51歳の三浦知良と34歳の長谷部誠−−。ベテランの域に達した2人が考えるチーム作りとは何か。様々な経験を積んでなお新たな挑戦を続ける二人が、日本サッカー界の未来を語った。
インタビュー・文=高尾太恵子 Interview and text by Taeko Takao
写真=鷹羽康博 Photo by Yasuhiro Takaba
【前編】
■長谷部が考えるキャプテンの役割、カズが考えるプロのこだわり
ー 若手がチームに勢いをもたらし、中堅、ベテラン選手を刺激する。経験がある選手は若手がプレーしやすい環境を作る。長谷部は日本代表にそんな好循環を生み出したいと考えている。
若手に求めるのは伸び伸びとしたプレーだ。南アフリカ大会のピッチに立った時、長谷部は経験のある選手に引っ張られ、あまりプレッシャーを感じることなく自由にプレーができたと振り返る。

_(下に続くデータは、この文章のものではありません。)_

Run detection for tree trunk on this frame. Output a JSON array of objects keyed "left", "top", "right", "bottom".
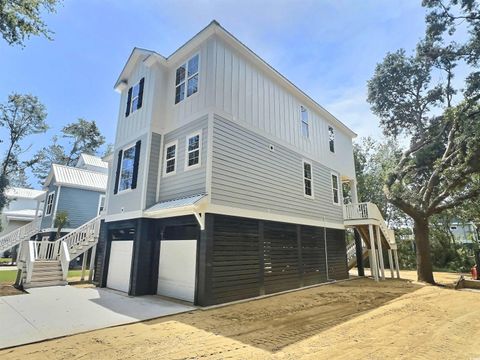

長谷部 「若手にはサッカーを楽しむくらいの気持ちでやってほしいです」
ー この意見にカズも全面的に賛同する。「若さこそ最大の武器」とはよく言ったもので、若手は大舞台でも怖いもの知らずでぶつかることができる。そして、彼らのプレーや言動をすべて受け止めるのが中堅、ベテラン選手の役割だ。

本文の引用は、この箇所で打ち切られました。